Example partial output shape:

{
"status": "partial",
"answer": "I can outline the likely approach, but the configured budget ended before the graph could verify file-size and schema assumptions.",
"reasoning_summary": "The engine decomposed the task and found unresolved assumptions before budget exhaustion.",
"selected_strategy": "decompose",
"termination_reason": "budget_exhausted",
"confidence": 0.48,
"knowledge_gaps": [
"maximum expected CSV file size",
"whether custom column mapping is in scope"
],
"budget_used": {
"steps": 1,
"tool_calls": 0,
"critique_rounds": 0,
"strategy_switches": 0,
"model_calls": 2
},
"errors": []
}

Failure Cases

Document expected failures, retries, fallback behavior, and human-review points.
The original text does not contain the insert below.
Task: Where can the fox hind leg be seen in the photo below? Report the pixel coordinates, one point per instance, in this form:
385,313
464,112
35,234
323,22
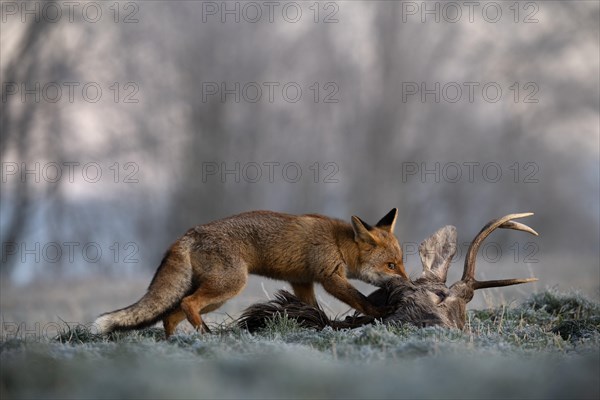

  • Blank input should stop in prepare_task with status invalid_input.
  • Unsupported strategy names should be ignored with an error or replaced by the default strategy.
  • Strategy selection failure should fall back to direct only for simple tasks; complex tasks should return partial or failed.
  • Tool requests for unavailable or disallowed tools should not execute and should set termination_reason to tool_unavailable when no alternative path exists.
  • Tool exceptions should be captured in errors, appended to the trace, and counted against tool budget only for attempted calls.
  • Repeated low-confidence evaluations should trigger switch_strategy only while switch budget remains.
  • Budget exhaustion should return a partial answer with gaps, not fabricate missing information.
  • Critique failures should not erase the draft; finalization should include a warning and lower confidence.
  • Raw hidden chain-of-thought should never be placed in final_output; use concise step summaries and evidence metadata instead.
  • The graph should terminate deterministically even when fake model outputs request more steps forever.
  • If the source ambiguity for Appendix F remains unresolved, implementation should keep Appendix F-specific claims minimal and test behavior around the generic reasoning-engine control loop.

Test Ideas

  • Verify a simple factual or formatting request routes through direct and uses at most one reasoning step.
  • Verify a multi-step planning task routes through decompose, records multiple step summaries, and finalizes with status ok.
  • Verify a tool-requiring task routes to run_tool_action only when the requested tool is allowed.
  • Verify a disallowed tool request returns partial or failed without executing the tool.
  • Verify low confidence can trigger one strategy switch and that switch budget is enforced.
  • Verify budget exhaustion stops the loop and includes termination_reason: "budget_exhausted".
  • Verify critique removes or flags unsupported claims before final output.
  • Verify final_output contains answer, reasoning_summary, selected_strategy, termination_reason, budget_used, and errors.
  • Verify final_output does not include raw hidden chain-of-thought fields.
  • Verify fake model outputs that repeatedly request another step cannot create an infinite loop.
  • Verify source ambiguity is represented in documentation and does not depend on external services or unavailable PDF text.

Open Questions

  • The Appendix F body text could not be located in the extracted PDF. The TOC lists Appendix F as logical pages 383-396, but those PDF labels / file pages contain Appendix B, Appendix C, and Appendix D material.
  • The expected continuation after Appendix E is inconsistent. Appendix E appears at PDF file pages 399-403, but Appendix G starts immediately at file page 404, where Appendix F would be expected if the TOC order were followed.
  • Appendix G appears duplicated before the Conclusion, suggesting that a PDF assembly or extraction error may have replaced or displaced Appendix F.
  • Later Glossary pages 433-436 / indexes 432-435 briefly define reasoning capabilities such as Chain of Thought, Tree of Thoughts, ReAct, Planning, Deep Research, and Critique Model. Those pages are labeled Glossary, not Appendix F, so they were not treated as the authoritative Appendix F body.
  • If a corrected PDF or separate Appendix F source is provided, this requirement should be revised against that source before implementation is considered complete.